Pretty much all of Napoleon’s plans fall apart today. “All these measures, efforts, and plans” Tolstoy writes, “which were not at all worse than others issued in similar circumstances — did not affect the essence of the matter but, like the hands of a clock detached from the mechanism, swung about in an arbitrary and aimless way without engaging the cogwheels.”
This failure provokes Napoleon and fills him with a bilious desire to punish the Russians for their recalcitrance. He withdraws from Moscow to pursue the Russian army. The withdrawal is so hasty Tolstoy compares the movements of the French from this moment forward as to the dying leaps and shudders of a dying animal.
It’s clear Tolstoy wants us to compare Napoleon and Kutuzov.
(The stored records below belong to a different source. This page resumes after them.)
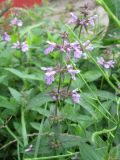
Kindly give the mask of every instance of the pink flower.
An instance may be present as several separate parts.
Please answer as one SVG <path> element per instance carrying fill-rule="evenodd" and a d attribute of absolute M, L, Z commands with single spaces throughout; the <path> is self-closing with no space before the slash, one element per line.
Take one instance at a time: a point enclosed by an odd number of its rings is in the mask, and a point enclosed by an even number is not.
<path fill-rule="evenodd" d="M 45 81 L 47 85 L 51 85 L 55 80 L 54 76 L 57 73 L 53 70 L 53 68 L 41 67 L 43 71 L 45 71 Z"/>
<path fill-rule="evenodd" d="M 27 52 L 29 50 L 28 44 L 26 42 L 20 43 L 19 41 L 13 43 L 12 48 L 19 49 L 22 52 Z"/>
<path fill-rule="evenodd" d="M 68 69 L 68 73 L 72 76 L 72 79 L 76 80 L 75 75 L 78 74 L 78 73 L 80 73 L 80 71 L 79 70 L 74 70 L 73 67 L 72 67 L 72 65 L 68 65 L 67 69 Z"/>
<path fill-rule="evenodd" d="M 29 50 L 28 44 L 26 42 L 21 43 L 21 51 L 27 52 Z"/>
<path fill-rule="evenodd" d="M 10 36 L 7 34 L 7 32 L 4 32 L 3 36 L 2 36 L 2 40 L 9 42 L 11 40 Z"/>
<path fill-rule="evenodd" d="M 72 100 L 74 103 L 80 103 L 80 94 L 76 90 L 72 91 Z"/>
<path fill-rule="evenodd" d="M 16 43 L 13 43 L 12 48 L 20 49 L 20 42 L 19 42 L 19 41 L 17 41 Z"/>
<path fill-rule="evenodd" d="M 83 46 L 86 48 L 88 51 L 92 51 L 94 48 L 90 43 L 90 40 L 87 40 L 86 42 L 83 43 Z"/>
<path fill-rule="evenodd" d="M 114 68 L 115 62 L 113 60 L 105 61 L 103 57 L 97 58 L 97 61 L 99 65 L 102 67 L 109 69 L 109 68 Z"/>
<path fill-rule="evenodd" d="M 23 21 L 21 19 L 17 19 L 17 17 L 15 17 L 14 19 L 11 20 L 10 24 L 12 26 L 21 27 L 23 25 Z"/>
<path fill-rule="evenodd" d="M 56 44 L 50 41 L 47 41 L 47 43 L 49 44 L 48 48 L 45 49 L 44 53 L 46 55 L 48 55 L 49 53 L 53 52 L 54 49 L 56 48 Z"/>
<path fill-rule="evenodd" d="M 71 18 L 70 18 L 70 20 L 69 20 L 69 24 L 71 24 L 71 23 L 76 23 L 77 22 L 77 16 L 74 14 L 74 13 L 70 13 L 70 15 L 71 15 Z"/>
<path fill-rule="evenodd" d="M 91 25 L 91 26 L 95 26 L 95 20 L 96 20 L 96 18 L 97 18 L 98 16 L 97 15 L 94 15 L 94 16 L 92 16 L 92 17 L 90 17 L 89 19 L 88 19 L 88 22 L 89 22 L 89 24 Z"/>

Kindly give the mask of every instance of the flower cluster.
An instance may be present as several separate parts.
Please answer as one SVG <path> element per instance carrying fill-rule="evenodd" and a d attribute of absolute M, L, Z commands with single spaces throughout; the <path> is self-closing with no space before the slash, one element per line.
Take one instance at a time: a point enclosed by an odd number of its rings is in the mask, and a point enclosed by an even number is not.
<path fill-rule="evenodd" d="M 26 42 L 20 43 L 19 41 L 14 43 L 12 48 L 19 49 L 22 52 L 27 52 L 29 50 L 28 44 Z"/>
<path fill-rule="evenodd" d="M 59 50 L 60 52 L 66 52 L 69 56 L 70 53 L 73 53 L 75 59 L 86 57 L 86 54 L 84 53 L 83 48 L 78 41 L 73 43 L 68 43 L 67 41 L 65 41 L 63 45 L 59 45 L 50 41 L 47 41 L 47 43 L 49 44 L 49 46 L 44 51 L 45 55 L 48 55 L 54 50 Z M 91 45 L 89 40 L 84 42 L 82 46 L 88 51 L 93 50 L 93 46 Z"/>
<path fill-rule="evenodd" d="M 23 26 L 23 21 L 21 19 L 17 19 L 17 17 L 15 17 L 14 19 L 11 20 L 10 25 L 11 26 L 17 26 L 17 27 L 22 27 Z"/>
<path fill-rule="evenodd" d="M 4 32 L 3 36 L 2 36 L 2 40 L 5 42 L 9 42 L 11 40 L 9 34 L 7 34 L 7 32 Z"/>
<path fill-rule="evenodd" d="M 75 24 L 76 26 L 83 26 L 87 27 L 89 25 L 95 26 L 95 20 L 97 18 L 97 15 L 91 16 L 86 19 L 79 19 L 74 13 L 70 13 L 71 18 L 69 20 L 69 24 Z"/>
<path fill-rule="evenodd" d="M 113 60 L 105 61 L 103 57 L 97 58 L 98 64 L 106 69 L 114 68 L 115 62 Z"/>
<path fill-rule="evenodd" d="M 80 94 L 76 90 L 72 91 L 72 100 L 74 103 L 80 103 Z"/>
<path fill-rule="evenodd" d="M 43 71 L 45 71 L 45 81 L 47 85 L 51 85 L 55 81 L 55 76 L 58 74 L 66 74 L 68 73 L 71 76 L 72 80 L 76 80 L 76 74 L 78 74 L 80 71 L 73 69 L 72 65 L 67 65 L 65 67 L 57 66 L 55 68 L 52 67 L 41 67 Z M 79 103 L 80 102 L 80 95 L 74 90 L 69 91 L 65 89 L 54 90 L 52 92 L 52 98 L 53 100 L 66 98 L 68 96 L 72 97 L 73 102 Z"/>
<path fill-rule="evenodd" d="M 78 74 L 80 71 L 79 70 L 75 70 L 73 69 L 72 65 L 67 65 L 66 67 L 55 67 L 55 68 L 52 68 L 52 67 L 41 67 L 41 69 L 43 71 L 45 71 L 45 82 L 47 85 L 51 85 L 54 80 L 55 80 L 55 75 L 57 75 L 58 73 L 68 73 L 71 75 L 71 78 L 73 80 L 76 80 L 76 74 Z"/>
<path fill-rule="evenodd" d="M 63 100 L 67 97 L 71 97 L 74 103 L 78 103 L 78 104 L 80 103 L 80 94 L 78 93 L 77 90 L 68 91 L 67 88 L 63 88 L 59 90 L 59 94 L 58 94 L 57 89 L 54 89 L 51 92 L 51 96 L 54 101 L 56 101 L 57 99 Z"/>

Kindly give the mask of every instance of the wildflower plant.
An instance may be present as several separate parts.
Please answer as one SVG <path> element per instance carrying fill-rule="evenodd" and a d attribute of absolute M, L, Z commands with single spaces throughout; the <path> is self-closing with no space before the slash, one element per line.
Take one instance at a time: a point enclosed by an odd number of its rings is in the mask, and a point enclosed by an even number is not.
<path fill-rule="evenodd" d="M 120 158 L 119 48 L 80 10 L 59 35 L 18 15 L 1 33 L 0 159 Z"/>

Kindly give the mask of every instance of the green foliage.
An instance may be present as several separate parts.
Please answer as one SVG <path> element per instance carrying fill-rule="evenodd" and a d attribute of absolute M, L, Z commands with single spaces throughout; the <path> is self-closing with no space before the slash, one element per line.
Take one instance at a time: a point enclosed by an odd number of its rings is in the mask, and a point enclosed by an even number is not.
<path fill-rule="evenodd" d="M 97 0 L 107 11 L 110 24 L 105 37 L 100 32 L 75 30 L 63 22 L 57 24 L 44 17 L 52 10 L 47 6 L 34 10 L 22 9 L 20 17 L 24 27 L 10 27 L 11 42 L 0 42 L 0 159 L 44 160 L 73 159 L 111 160 L 120 159 L 120 63 L 117 46 L 107 44 L 119 42 L 119 0 Z M 25 16 L 26 15 L 26 16 Z M 51 29 L 52 28 L 52 29 Z M 90 28 L 91 29 L 91 28 Z M 57 34 L 52 31 L 55 30 Z M 52 85 L 45 84 L 41 67 L 67 65 L 65 52 L 44 54 L 46 41 L 61 44 L 58 33 L 66 31 L 69 41 L 80 45 L 90 39 L 95 46 L 87 51 L 86 59 L 69 59 L 74 69 L 80 71 L 76 80 L 70 75 L 56 75 Z M 109 37 L 116 32 L 117 37 Z M 29 51 L 13 49 L 14 42 L 26 40 Z M 115 67 L 102 68 L 97 57 L 113 59 Z M 63 60 L 60 64 L 61 59 Z M 60 65 L 59 65 L 60 64 Z M 62 81 L 62 84 L 59 84 Z M 63 99 L 53 100 L 52 93 L 59 85 L 67 88 Z M 60 88 L 60 89 L 61 89 Z M 80 102 L 73 103 L 71 92 L 77 89 Z"/>

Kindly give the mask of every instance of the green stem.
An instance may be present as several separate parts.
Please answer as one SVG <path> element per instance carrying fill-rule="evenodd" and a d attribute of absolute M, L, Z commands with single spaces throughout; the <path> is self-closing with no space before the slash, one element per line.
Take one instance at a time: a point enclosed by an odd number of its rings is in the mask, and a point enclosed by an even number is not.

Kutuzov is the consummate Buddha warrior, accepting the flow of time and events and tacking his action to them undesirously. Napoleon, on the other hand, desires to command the flow of time and events himself. Soon he’ll meet the disappointment born of that desire.
DAILY MEDITATION
Remember that following desire promises the attainment of that of which you are desirous; and aversion promises the avoiding that to which you are averse. However, he who fails to obtain the object of his desire is disappointed, and he who incurs the object of his aversion wretched. If, then, you confine your aversion to those objects only which are contrary to the natural use of your faculties, which you have in your own control, you will never incur anything to which you are averse. […] Remove aversion, then, from all things that are not in our control, and transfer it to things contrary to the nature of what is in our control. But, for the present, totally suppress desire: for, if you desire any of the things which are not in your own control, you must necessarily be disappointed; and of those which are, and which it would be laudable to desire, nothing is yet in your possession. Use only the appropriate actions of pursuit and avoidance; and even these lightly, and with gentleness and reservation.